Every business consumes, produces, stores and uses data. The stats are mind boggling. According to IBM, there’s currently in excess of 2.7 zettabytes of data in the digital universe, and we’re creating an additional 35 zettabytes every year.
This data offers us huge potential across all aspects of our business. But it needs to be sifted and sorted, analysed and understood. Too much raw data and we’re overwhelmed. But the alternative - reports compiled of averages that don’t paint the whole picture - means we can miss the subtleties of what’s really happening.
This is particularly true when it comes to assessing human experience - the feeling a person has when interacting with the digital world.
The systems performance data that most network and application monitoring tools collate use averages across set time periods - measurements might be taken once every five minutes or once a day. But these numbers don’t express a whole start-to-finish conversation and the way that the human being involved in that digital process has experienced it.
The thing is, people aren’t like machines. Where you have a machine to machine relationship, averaged numbers are helpful because those machines are predictable within certain parameters. With a human to machine experience and particularly a human to human one, you have to factor in an understanding of people - their emotions, their behaviours, their psychology.
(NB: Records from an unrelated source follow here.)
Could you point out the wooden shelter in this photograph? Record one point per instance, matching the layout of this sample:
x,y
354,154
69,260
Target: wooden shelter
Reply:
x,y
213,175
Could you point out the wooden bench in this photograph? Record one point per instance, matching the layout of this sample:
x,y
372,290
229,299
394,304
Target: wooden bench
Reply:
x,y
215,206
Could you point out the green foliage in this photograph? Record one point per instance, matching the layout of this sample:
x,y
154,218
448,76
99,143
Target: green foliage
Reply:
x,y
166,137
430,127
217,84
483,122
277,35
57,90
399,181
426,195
When you have a person interacting with a system or using a system to connect with another person, it’s not good enough to say, “The process worked.” You can’t look at a graph and understand how a person felt about their experience.
The process may have worked technically - for example, an employee may have been able to create an internal report and log it on the system. But if that employee found it frustrating to use the system because it was glitchy and only worked intermittently then you have an impact. An impact that you can’t quantify with averages.
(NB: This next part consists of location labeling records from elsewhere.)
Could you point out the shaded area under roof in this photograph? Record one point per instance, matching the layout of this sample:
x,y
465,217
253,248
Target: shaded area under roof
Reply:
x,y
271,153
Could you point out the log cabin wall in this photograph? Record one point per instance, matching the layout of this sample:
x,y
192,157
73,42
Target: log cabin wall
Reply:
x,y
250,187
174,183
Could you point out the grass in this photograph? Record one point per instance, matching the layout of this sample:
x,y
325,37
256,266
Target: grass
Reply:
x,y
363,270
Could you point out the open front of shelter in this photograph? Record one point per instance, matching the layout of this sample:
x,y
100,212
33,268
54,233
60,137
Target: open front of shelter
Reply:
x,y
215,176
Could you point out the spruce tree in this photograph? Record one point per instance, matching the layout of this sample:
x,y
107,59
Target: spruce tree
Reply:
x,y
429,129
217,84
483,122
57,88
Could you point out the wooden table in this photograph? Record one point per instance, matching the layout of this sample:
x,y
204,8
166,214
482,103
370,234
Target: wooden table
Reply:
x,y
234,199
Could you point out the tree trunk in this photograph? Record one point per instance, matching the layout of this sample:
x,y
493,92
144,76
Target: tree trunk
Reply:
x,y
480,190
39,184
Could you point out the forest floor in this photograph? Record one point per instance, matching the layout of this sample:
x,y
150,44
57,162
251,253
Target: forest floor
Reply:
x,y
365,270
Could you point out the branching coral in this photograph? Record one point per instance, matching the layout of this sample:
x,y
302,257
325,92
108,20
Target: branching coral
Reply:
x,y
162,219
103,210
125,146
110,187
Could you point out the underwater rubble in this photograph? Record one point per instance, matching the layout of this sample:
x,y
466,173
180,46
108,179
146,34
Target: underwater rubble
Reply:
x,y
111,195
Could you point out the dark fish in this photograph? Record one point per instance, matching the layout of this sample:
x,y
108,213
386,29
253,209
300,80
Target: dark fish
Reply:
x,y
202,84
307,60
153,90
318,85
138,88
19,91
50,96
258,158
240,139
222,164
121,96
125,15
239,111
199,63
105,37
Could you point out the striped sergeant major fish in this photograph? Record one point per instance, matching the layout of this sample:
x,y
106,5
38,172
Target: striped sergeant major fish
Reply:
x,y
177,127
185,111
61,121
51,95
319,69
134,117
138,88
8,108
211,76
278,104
Why does it matter if this employee is frustrated? Well, they might get distracted from the task because it’s taking too long, reducing their focus. If they start multitasking, their efficiency and productivity is likely to drop.
They might get so annoyed that they decide to start looking for a new job with a company whose systems actually work properly. And we all know the cost of replacing an employee (it is around one third of their annual salary - so £15,000 for someone earning £45,000 a year).
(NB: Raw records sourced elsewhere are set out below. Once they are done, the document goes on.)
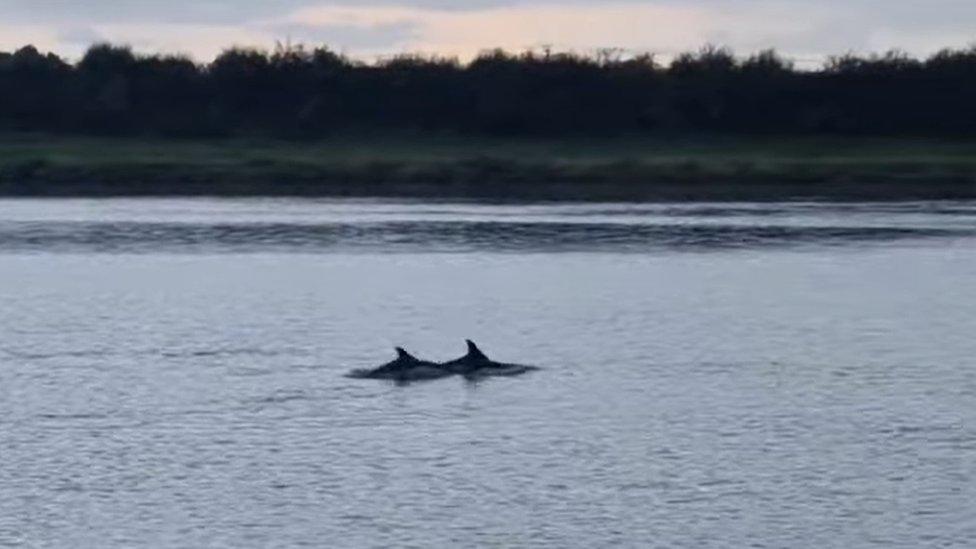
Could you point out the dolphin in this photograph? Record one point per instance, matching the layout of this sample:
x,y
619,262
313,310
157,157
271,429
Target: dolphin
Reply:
x,y
404,368
476,364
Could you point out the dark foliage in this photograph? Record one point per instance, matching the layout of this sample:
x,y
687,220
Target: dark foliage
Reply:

And what if the process they’re completing is a customer facing one, for example a form used by a customer service operative in a call centre? Then you’ve got reputational damage too.
The customer is frustrated. Brand loyalty is impacted. They might, if the problem persists, withdraw their business, impacting revenue. As we all know, customer acquisition is a lot more difficult - and expensive - than customer retention.
Bringing this back to technical data and averages, what’s important to remember is that people do not operate on a linear model. A decrease of 10% in call quality won’t automatically lead to a 10% drop off in people using the system. It might cause a drop off of 5% for the first decrease in quality, a 30% drop off for the second, and by the time you get to the third, everyone’s gone.
So just knowing what your average latency is over a 24 hour period really doesn’t give enough information about whether the people using your systems are actually having a good experience or not.
Technical data is vital and averages serve a purpose, but to impact on a strategic level - to direct how we keep our teams motivated and our customers engaged - we need to understand, monitor and improve human experience too.